In 1991 twelve Southampton citizens used the Community Care Act 1990 to launch a not-for profit association, SCA Group, to provide services for older and disabled people under local authority contract. The initiative was immediately successful. Some parts of the voluntary sector were suspicious of contract culture, but SCA seized the opportunity. Day care, home care and support services were established after a start-up grant of £100k was given by Southampton Health Authority
SCA later added specialised transport and community care training to its portfolio. By 2003, due to a shortage of NHS dentists, and working with Hampshire PCT, SCA launched five new NHS practices in 18 months, recruiting many dentists from central Europe. With another practice added in 2011, SCA Trafalgar dentistry is now one of the most profitable parts of SCA Group. In 2008 SCA opened the Fenwick2 Health and Well Being Centre after taking over a former community hospital as an NHS Pathfinder project.
SCA Group now turns over £10m annually, but it exists in a very different world. The social care market is crowded and very price-driven. Local authorities are squeezing budgets for community care and forming their own provider companies.
As one leaves an organisation that has been a whole life obsession, self-congratulation, rather than objectivity usually rules the day.

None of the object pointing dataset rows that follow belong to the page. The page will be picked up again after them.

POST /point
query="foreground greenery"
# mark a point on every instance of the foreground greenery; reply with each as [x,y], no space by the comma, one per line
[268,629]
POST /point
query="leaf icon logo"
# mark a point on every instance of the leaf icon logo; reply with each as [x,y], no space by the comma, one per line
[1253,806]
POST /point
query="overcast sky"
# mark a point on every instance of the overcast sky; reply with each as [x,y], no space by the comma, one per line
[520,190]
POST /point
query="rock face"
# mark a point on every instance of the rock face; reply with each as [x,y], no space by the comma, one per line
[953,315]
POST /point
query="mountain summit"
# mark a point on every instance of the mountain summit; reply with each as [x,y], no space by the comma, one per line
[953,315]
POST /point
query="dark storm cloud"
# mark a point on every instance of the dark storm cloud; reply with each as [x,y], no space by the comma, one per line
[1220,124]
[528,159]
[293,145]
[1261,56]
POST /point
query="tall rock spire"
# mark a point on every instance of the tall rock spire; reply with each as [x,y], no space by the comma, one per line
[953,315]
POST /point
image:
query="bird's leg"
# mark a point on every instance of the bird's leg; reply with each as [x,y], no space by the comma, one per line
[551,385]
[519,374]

But it's a time for at least thinking about some missed opportunities.
During my time SCA could have invested more in promoting and expanding into more diverse healthcare markets and could have borrowed in order to do so. The private sector is rapidly cross-subsidising its way into this area, even launching "social enterprises" with limited social value or asset locking. We could have charged higher prices, to raise a higher level of profit.
Partnerships are key to this sector's future. SCA worked well in its early days with local authorities and it is now forging alliances with NHS foundation trusts. This area of co-operation could give the trusts the ability to subcontract to a reliable partner that would give solid community feedback and serve the most deprived areas with sensitivity. The work would be cost effective and new ventures could be launched with a unique skill mix at a managerial and operational level. A real "whole system approach" could be given to hospital discharge for vulnerable people.

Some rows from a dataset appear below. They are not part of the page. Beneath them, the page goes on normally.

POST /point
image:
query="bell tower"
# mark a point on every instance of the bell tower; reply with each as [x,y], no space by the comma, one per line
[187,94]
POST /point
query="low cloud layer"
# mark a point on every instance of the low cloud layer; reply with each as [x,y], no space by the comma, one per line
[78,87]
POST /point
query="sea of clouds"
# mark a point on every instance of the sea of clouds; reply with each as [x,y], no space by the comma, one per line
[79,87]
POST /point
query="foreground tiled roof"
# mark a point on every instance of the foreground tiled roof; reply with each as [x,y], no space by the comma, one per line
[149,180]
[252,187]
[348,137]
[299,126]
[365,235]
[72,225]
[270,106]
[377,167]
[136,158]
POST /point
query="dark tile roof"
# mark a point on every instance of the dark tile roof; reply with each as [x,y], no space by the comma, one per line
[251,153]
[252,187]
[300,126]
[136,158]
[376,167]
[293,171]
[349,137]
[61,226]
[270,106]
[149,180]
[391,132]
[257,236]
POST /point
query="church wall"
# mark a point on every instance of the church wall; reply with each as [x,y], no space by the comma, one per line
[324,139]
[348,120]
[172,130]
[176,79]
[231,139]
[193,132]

Marketing of community businesses and social enterprises has also changed dramatically. In the 1990s services and products used to market themselves through successful pilot schemes. Now as relationships with customers are more direct through personalisation and by working in more mixed economies, complex marketing has become increasingly important. Marketing is now done through tweets, websites and Powerpoint presentations, a world away from 20 years ago.
I personally believe that anyone setting up today should go for a community interest company, with executive directors to guide the company alongside non-executives, with the aim of developing employee profit sharing. The position of exempt charities with regulation directly by the Charity Commission is still in no-man's land – and careful consideration of how social enterprises work will need to be factored in.

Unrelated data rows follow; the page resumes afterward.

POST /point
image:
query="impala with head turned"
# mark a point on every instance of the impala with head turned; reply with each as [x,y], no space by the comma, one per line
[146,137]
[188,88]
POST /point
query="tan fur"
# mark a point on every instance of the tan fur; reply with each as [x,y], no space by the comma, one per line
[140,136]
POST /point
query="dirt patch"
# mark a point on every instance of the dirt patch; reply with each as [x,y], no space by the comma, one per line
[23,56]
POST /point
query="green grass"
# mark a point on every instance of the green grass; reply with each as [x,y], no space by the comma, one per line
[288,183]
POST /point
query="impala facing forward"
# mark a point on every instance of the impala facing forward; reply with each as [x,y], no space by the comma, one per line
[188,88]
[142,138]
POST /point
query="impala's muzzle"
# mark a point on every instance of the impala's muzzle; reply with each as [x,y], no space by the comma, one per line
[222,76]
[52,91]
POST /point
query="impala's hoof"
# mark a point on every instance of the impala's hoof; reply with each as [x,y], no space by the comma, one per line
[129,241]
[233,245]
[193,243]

As I leave SCA, I still see a world of opportunity for the fleet-footed and quick thinking social entrepreneurs. SCA is well placed to seize new opportunities to improve the lives of its members and communities further. For my next step I am thinking about free schools, the role that innovation could play in their development and how social enterprise principles could be applied in this sector.
Brian Strevens, founder and former chief executive of SCA Group, recently retired as executive vice president of SCA.